59.魔女の力
昼下がりだが、港町北部の酒場には人が集っていた。
その理由の一つは、真面な仕事を持てない者が多いためだろう。
そしてもう一つは、ここで面白い見世物が見られるために違いない。
少女と若い娘が荒くれ者に立ち向かって打ち倒す場面というのは、物珍しかろう。
もっとも一方については、挑むだけで打ち倒せてはいないようだが。
それはともかくとして、今その珍しい場面は構図が少々変化していた。
荒くれ者たちを差し置いて、女同士が対峙する構図だ。
「おい姉ちゃん、割り込みは良くねえな」
ニーナと向かい合うアリアの背に、男たちの中から不平の声が向けられた。
それを耳にして、アリアは彼らの方へ振り返る。
「あら、これは失礼しました。……けれどやっても負けるのですから、敢えてやる必要は無いでしょう?」
謝罪の後に言い添えると、彼らの額に青筋が立った。
「……あんまり好い加減なこと言うと、まず姉ちゃんが痛い目見ることになるぜ」
「ええ、どうぞ。構いません。できるのであれば」
アリアが微笑み交じりに返すと、すぐに男の一人が襲い掛かってきた。
勢いよく繰り出される拳の一撃。

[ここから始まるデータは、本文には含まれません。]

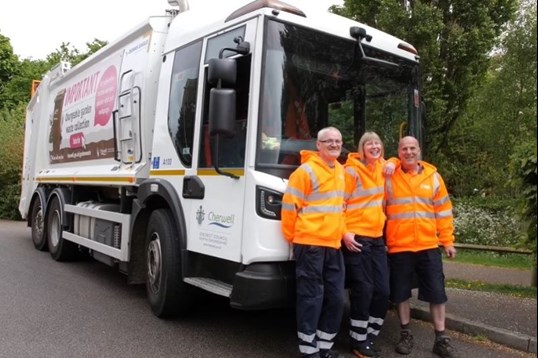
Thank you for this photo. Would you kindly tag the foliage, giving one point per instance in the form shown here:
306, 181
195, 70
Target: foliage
11, 152
70, 54
515, 291
17, 90
15, 85
495, 259
454, 39
524, 179
8, 63
503, 111
486, 221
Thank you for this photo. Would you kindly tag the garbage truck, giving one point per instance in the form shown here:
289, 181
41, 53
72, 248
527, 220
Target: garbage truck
166, 153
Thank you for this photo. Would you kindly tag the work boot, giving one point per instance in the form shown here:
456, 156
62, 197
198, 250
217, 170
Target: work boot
405, 345
331, 354
365, 350
443, 348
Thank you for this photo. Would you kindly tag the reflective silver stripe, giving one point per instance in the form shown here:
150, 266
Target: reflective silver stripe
308, 349
444, 214
352, 172
372, 204
358, 323
322, 209
325, 335
306, 337
436, 184
288, 207
358, 337
378, 321
388, 187
400, 201
441, 201
327, 195
425, 201
296, 193
417, 215
325, 345
361, 193
312, 176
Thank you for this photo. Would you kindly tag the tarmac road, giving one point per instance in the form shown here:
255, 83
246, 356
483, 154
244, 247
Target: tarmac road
86, 309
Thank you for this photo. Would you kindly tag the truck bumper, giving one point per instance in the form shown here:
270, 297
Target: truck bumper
264, 285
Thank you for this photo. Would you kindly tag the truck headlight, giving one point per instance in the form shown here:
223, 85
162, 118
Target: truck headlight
268, 203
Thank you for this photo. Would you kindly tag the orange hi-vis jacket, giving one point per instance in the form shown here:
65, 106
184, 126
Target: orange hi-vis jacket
312, 206
419, 211
365, 194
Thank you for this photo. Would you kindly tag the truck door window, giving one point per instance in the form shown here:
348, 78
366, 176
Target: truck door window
182, 108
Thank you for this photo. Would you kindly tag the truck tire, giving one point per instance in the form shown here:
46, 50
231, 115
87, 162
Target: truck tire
168, 295
38, 226
59, 248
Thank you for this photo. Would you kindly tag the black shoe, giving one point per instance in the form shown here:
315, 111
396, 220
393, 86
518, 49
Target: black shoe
405, 345
374, 347
365, 351
443, 348
331, 354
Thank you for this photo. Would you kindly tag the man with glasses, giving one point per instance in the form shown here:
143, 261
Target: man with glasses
313, 222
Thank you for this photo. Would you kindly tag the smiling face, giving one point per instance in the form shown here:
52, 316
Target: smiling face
370, 147
409, 153
329, 144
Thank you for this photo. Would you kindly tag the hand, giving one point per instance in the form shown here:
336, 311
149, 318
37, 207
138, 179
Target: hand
388, 168
290, 255
351, 244
450, 252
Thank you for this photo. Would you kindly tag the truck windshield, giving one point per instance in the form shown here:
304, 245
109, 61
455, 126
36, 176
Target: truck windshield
312, 80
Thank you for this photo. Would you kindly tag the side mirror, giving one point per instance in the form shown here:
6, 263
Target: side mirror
222, 111
223, 69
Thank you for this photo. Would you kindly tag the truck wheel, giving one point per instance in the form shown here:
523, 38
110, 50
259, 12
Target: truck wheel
59, 248
38, 226
168, 295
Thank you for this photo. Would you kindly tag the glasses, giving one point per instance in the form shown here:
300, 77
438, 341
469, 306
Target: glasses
331, 141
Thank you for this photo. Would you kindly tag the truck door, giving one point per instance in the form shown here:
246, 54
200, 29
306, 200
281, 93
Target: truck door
215, 222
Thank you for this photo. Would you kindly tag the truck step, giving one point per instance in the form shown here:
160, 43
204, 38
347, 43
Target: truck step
211, 285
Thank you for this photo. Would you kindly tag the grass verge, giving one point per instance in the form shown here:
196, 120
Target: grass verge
517, 261
515, 291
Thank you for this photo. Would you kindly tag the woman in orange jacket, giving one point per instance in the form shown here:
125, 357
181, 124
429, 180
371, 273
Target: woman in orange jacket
364, 250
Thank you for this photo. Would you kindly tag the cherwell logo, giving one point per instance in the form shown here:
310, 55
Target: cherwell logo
200, 215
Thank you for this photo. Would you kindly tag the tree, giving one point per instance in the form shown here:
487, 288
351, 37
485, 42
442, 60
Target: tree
8, 63
501, 117
454, 39
70, 54
11, 137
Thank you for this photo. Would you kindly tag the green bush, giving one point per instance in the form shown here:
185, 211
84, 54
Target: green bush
486, 221
11, 152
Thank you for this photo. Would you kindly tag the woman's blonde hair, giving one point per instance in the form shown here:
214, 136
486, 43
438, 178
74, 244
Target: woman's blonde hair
368, 136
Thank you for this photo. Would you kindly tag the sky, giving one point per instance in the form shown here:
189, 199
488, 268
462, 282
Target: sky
37, 28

それをアリアは難無く躱す。
そして躱した彼女の手には、もう木と鉄とで構成された棍棒が握られていた。打撃部が無い直線棒状のそれは、鍛冶町で使った武器を再現したものだ。
「えっ……!?」
とフレアが驚く様子を見せた次の瞬間には、棍棒の一打が男の後頭部を捉えて彼を昏倒させる。
あっという間の出来事に、ざわと店内が響いた。
「まだやりますか?」
柔和な表情を崩すことなく問うアリアに対し、今度は男二人が同時に襲い掛かってくる。その手にナイフも構えた本気の姿勢だった。

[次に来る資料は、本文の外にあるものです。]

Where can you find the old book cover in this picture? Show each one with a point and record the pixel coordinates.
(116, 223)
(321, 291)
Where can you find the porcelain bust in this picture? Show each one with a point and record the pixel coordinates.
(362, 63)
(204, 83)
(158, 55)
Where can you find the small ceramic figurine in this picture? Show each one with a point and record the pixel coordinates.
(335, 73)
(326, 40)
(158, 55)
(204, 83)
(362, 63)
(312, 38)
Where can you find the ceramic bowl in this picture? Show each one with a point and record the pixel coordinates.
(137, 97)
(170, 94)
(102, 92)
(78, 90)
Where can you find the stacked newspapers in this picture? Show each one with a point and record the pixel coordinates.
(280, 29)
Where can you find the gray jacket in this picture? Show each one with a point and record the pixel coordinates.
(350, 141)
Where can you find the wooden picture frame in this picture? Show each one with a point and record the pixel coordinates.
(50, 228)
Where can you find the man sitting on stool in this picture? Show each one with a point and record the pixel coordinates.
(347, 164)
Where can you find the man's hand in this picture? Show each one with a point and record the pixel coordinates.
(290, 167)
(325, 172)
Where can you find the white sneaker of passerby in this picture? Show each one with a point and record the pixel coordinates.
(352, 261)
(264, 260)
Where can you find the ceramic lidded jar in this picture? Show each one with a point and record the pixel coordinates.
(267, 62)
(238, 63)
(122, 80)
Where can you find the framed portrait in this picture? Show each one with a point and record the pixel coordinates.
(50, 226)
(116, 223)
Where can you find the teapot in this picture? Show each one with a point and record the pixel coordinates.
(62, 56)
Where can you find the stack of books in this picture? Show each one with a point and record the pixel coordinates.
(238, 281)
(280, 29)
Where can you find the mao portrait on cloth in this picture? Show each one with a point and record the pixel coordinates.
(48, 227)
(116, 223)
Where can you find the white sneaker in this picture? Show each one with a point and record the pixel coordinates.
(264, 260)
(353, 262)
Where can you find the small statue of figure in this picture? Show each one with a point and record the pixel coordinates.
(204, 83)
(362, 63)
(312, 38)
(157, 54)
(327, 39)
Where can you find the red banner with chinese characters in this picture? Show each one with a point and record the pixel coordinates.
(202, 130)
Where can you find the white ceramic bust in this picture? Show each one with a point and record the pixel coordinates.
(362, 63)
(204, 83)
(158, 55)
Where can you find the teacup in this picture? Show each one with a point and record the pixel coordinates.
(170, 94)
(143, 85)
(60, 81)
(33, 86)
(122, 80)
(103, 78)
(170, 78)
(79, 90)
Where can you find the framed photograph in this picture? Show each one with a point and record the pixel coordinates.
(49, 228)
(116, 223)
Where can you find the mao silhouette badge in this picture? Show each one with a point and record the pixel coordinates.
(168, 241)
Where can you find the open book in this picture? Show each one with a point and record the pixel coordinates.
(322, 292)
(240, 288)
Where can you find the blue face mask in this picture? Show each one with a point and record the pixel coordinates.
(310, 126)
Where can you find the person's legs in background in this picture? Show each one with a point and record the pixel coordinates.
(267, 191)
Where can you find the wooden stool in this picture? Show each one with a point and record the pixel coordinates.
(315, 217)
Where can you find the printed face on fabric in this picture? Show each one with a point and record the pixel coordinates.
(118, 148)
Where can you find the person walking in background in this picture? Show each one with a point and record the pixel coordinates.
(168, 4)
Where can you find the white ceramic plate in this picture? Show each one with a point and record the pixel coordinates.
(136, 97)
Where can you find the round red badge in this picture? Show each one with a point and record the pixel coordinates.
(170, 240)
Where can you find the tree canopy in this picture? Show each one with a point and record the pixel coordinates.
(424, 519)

だが、アリアからすれば大差は無い。ついこの間相対した盗賊たちと同じだ。
武器を使う人間は身一つで戦う人間と違って、専ら武器を当てることに執心する。
故に受ける側としては、警戒すべき対象をその手の武器に絞ることができる。ある程度経験と鍛錬とを積んだ兵士でも無ければ、他は大体お留守だ。
相手が二人なら警戒すべき点は二箇所となるわけだが、しかし余程連携に慣れていなければ互いに衝突を恐れてそれぞれの手は寧ろ鈍る。見方によっては、それぞれと順番に一対一で戦うよりやりやすいとすら言える。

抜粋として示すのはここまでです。